Halo, is it me you're looking for?
It went deeper than that, though. Master Chief, as a protagonist, is a blank slate. Which is fine. He's a bland archetype, an avatar for us to project upon. Yet as the series went on it felt like the audience was being expected to care what happened to him, his relationship with Cortana, his struggles.
With it, that golden mask, that lack of definition, became a problem. I'd never engaged with Master Chief as a character previously, so why should I care when stuff happens to him now?
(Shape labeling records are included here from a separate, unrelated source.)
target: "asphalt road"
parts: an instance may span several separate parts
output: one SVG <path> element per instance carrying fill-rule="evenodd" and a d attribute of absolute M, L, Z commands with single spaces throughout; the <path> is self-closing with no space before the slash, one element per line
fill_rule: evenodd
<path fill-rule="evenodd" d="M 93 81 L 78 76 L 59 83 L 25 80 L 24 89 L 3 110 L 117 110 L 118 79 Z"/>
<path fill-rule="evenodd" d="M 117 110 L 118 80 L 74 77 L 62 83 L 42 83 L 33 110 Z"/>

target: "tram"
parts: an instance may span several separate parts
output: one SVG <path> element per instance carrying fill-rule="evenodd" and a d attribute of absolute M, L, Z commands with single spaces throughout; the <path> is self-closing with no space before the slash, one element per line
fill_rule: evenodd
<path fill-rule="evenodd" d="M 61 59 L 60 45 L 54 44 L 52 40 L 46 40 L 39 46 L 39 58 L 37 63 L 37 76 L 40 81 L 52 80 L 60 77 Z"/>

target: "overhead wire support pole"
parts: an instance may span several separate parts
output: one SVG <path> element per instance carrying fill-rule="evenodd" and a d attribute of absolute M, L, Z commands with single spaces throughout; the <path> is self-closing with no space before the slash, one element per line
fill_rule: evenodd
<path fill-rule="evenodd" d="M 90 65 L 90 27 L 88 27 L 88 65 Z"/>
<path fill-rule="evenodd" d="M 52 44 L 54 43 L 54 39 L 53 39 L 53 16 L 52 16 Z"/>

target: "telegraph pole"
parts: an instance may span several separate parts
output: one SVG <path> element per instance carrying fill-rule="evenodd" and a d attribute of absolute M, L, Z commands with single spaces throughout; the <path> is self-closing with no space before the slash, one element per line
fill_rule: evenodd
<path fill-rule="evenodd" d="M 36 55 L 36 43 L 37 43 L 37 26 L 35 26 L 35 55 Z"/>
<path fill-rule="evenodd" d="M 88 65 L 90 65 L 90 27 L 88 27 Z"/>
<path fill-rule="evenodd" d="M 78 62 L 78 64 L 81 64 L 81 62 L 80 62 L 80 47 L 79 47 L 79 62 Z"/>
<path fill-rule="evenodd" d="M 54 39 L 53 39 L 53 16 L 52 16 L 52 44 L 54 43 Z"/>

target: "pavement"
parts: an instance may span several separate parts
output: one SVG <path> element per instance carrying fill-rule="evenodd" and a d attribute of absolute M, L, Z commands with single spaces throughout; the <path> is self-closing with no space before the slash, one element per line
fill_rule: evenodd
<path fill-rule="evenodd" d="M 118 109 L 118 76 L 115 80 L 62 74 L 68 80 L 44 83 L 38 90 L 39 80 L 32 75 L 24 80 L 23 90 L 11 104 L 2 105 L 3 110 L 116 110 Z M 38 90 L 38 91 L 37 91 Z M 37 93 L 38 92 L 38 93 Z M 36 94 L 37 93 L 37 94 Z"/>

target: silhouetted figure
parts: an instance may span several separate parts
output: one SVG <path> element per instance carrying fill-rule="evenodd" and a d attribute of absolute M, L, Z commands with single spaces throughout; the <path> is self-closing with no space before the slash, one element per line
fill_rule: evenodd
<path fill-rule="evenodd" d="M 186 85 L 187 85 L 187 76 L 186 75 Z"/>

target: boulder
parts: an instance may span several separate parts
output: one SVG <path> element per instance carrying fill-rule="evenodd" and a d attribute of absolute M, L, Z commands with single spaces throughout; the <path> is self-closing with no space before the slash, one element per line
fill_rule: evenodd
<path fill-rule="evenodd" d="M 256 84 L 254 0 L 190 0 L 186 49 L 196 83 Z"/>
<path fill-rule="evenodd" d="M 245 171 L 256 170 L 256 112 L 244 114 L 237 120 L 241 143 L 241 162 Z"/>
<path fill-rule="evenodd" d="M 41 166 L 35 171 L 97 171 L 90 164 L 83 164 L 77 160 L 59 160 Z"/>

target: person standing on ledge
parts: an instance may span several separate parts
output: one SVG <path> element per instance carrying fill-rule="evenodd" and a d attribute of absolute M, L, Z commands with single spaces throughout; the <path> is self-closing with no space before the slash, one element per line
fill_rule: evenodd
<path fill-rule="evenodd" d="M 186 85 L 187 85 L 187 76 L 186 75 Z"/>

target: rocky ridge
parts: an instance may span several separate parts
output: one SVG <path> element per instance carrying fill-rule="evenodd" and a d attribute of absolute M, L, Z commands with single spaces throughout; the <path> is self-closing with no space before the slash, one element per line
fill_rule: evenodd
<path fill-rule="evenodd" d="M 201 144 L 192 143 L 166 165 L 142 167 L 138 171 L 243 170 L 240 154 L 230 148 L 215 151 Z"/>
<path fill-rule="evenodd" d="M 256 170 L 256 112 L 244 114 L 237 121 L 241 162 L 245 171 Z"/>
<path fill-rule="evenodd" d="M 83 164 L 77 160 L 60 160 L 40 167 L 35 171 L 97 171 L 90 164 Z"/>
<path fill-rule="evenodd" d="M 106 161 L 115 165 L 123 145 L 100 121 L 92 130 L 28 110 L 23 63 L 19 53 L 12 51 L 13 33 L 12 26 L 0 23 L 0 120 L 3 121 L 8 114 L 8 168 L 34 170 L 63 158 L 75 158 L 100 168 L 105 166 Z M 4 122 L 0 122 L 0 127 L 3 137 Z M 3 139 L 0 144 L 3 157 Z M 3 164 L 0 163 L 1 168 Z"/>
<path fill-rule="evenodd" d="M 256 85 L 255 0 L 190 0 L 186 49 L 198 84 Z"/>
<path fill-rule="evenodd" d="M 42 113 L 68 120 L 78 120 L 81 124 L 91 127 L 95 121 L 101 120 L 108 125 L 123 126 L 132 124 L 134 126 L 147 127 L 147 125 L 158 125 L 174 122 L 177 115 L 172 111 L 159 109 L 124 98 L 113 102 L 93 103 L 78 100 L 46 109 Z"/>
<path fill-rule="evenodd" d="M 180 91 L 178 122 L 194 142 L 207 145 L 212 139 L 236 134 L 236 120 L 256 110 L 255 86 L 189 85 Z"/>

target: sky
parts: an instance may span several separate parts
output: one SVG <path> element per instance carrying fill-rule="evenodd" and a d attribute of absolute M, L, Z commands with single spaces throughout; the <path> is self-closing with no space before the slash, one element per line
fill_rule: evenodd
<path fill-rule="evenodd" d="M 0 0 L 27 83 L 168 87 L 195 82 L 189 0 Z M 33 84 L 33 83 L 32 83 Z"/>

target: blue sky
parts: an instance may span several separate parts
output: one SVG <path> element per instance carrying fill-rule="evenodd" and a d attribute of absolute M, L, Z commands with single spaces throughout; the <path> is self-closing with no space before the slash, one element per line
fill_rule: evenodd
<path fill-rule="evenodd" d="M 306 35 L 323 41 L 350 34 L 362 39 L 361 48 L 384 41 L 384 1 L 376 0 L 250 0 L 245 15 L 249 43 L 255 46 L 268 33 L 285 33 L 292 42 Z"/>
Halo strives for epic storytelling, but without grounding it in real lives, or identifiable emotion, it becomes... well… The Phantom Menace. Which would be fine – I don't need a story to enjoy a game (Doom did just fine without cut-scenes) – were it not for the fact that the mythology of the universe is so heralded, and everything is crying out with portent.
But that's not all, because Halo has always been as much about the multiplayer as the campaigns. As with most online gaming, it's where my limits as a gamer are most thrown into stark relief. For whatever reason, I've had more wretched, mocking gaming experiences playing Halo online than with any other game. Entering those arenas requires me to steel myself for ritual humiliation – and hours wasted roaming huge locations looking for somebody to kill me.
The controls of the Halo games have improved as the series has progressed, though they've always felt spongy to me. The guns have never had any real heft to them – particularly those of The Covenant; the melee weapons especially feel like I'm wielding some sort of laser trombone designed by Jean Michel Jarre. The vehicles slide and bounce around like greased Segways, and Master Chief has always felt like he had all the weight of a car-lot airdancer…
I could go on.
Halo and goodbye
Games don't have to look or be realistic for me to feel one with them, but somehow all of the above has conspired to distance me from Halo.
I've never felt lost in any of the games, never become so immersed as to blot out the world around me. That's what I want from games, books or movies, and somehow Halo has always conspired against it. Like I'm just rebounding off it, despite my best efforts to the contrary.
Things might be different when it comes to Halo 5: Guardians, and I strive to remain blindly optimistic, because I want to play this amazing series that everyone bleats on about.
Unfortunately, the reality is that I'm approaching Guardians with caution, thighs firmly braced for another disappointment, the continued sense that I'm the one gamer on the planet who doesn't love Halo.